Ceres Solver for Graph SLAM - 2. Pose Error를 정의하는 법

Introduction

1편에서는 스칼라 변수 한 개에 대한 Ceres의 가장 기본적인 사용법, Hello World와 multiple residual, 을 다뤘다. 그런데 SLAM에서 다루는 변수는 단순한 스칼라가 아니라 pose, 즉 robot의 위치와 자세이다. Pose는 SE(2)나 SE(3) 같은 rigid body transformation manifold에 살고 있어서, 그냥 빼기로 residual을 만드는 1편의 패턴을 그대로 적용할 수가 없다.

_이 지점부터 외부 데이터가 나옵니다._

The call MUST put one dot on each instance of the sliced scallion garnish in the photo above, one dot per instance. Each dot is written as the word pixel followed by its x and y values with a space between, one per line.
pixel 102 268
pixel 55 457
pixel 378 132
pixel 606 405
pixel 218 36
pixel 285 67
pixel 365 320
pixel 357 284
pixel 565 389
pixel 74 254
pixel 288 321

이 글에서는 그 다리를 놓는다. 즉 SLAM optimization에서 흔히 말하는 “pose error”가 정확히 무엇이고, 그걸 어떻게 코드에 옮기는지를 2D부터 3D까지 차근차근 짚어본다. 이 글의 목표는 다음과 같다.

Pose error를 직관적으로 이해: 두 pose의 차이를 어떻게 정의해야 하는지.
2D에서 손으로 따라가보기: SE(2)에서는 angle wrapping만 신경쓰면 비교적 단순하다는 것을 확인.
3D로 가면 왜 어려워지는가: rotation을 quaternion으로 표현할 때 manifold가 등장하는 이유 미리 보기.

여기서 다루는 내용은 4편의 더 깊은 분석을 위한 워밍업이다. 사실 진짜 어려운 건 4편에서 시작되는데, 이 글이 그 입구가 된다.

각설하고, 출발해보자.

“Pose error”란 무엇인가

먼저 용어부터. SLAM에서 pose는 robot의 위치 + 자세를 함께 묶은 표현이다.

2D: pose \(\mathbf{x} = (x, y, \theta)\), 평면 위의 위치 \((x, y)\)와 yaw \(\theta\).
3D: pose \(\mathbf{x} = (\mathbf{p}, \mathbf{q})\), 3D position \(\mathbf{p}\)와 unit quaternion \(\mathbf{q}\) (또는 SO(3) rotation).

Pose graph SLAM에서는 두 pose 사이의 상대 변환 측정값(measurement)이 주어지고, 우리는 현재 추정 pose가 그 measurement와 얼마나 잘 맞는지를 cost로 만들고 싶다. 이게 pose error이다.

수식으로 쓰면 다음 형태이다.

\[\mathbf{e}(\mathbf{x}_a, \mathbf{x}_b) = \tilde{\mathbf{T}}_{ab}(\mathbf{x}_a, \mathbf{x}_b) \ominus \hat{\mathbf{T}}_{ab}\]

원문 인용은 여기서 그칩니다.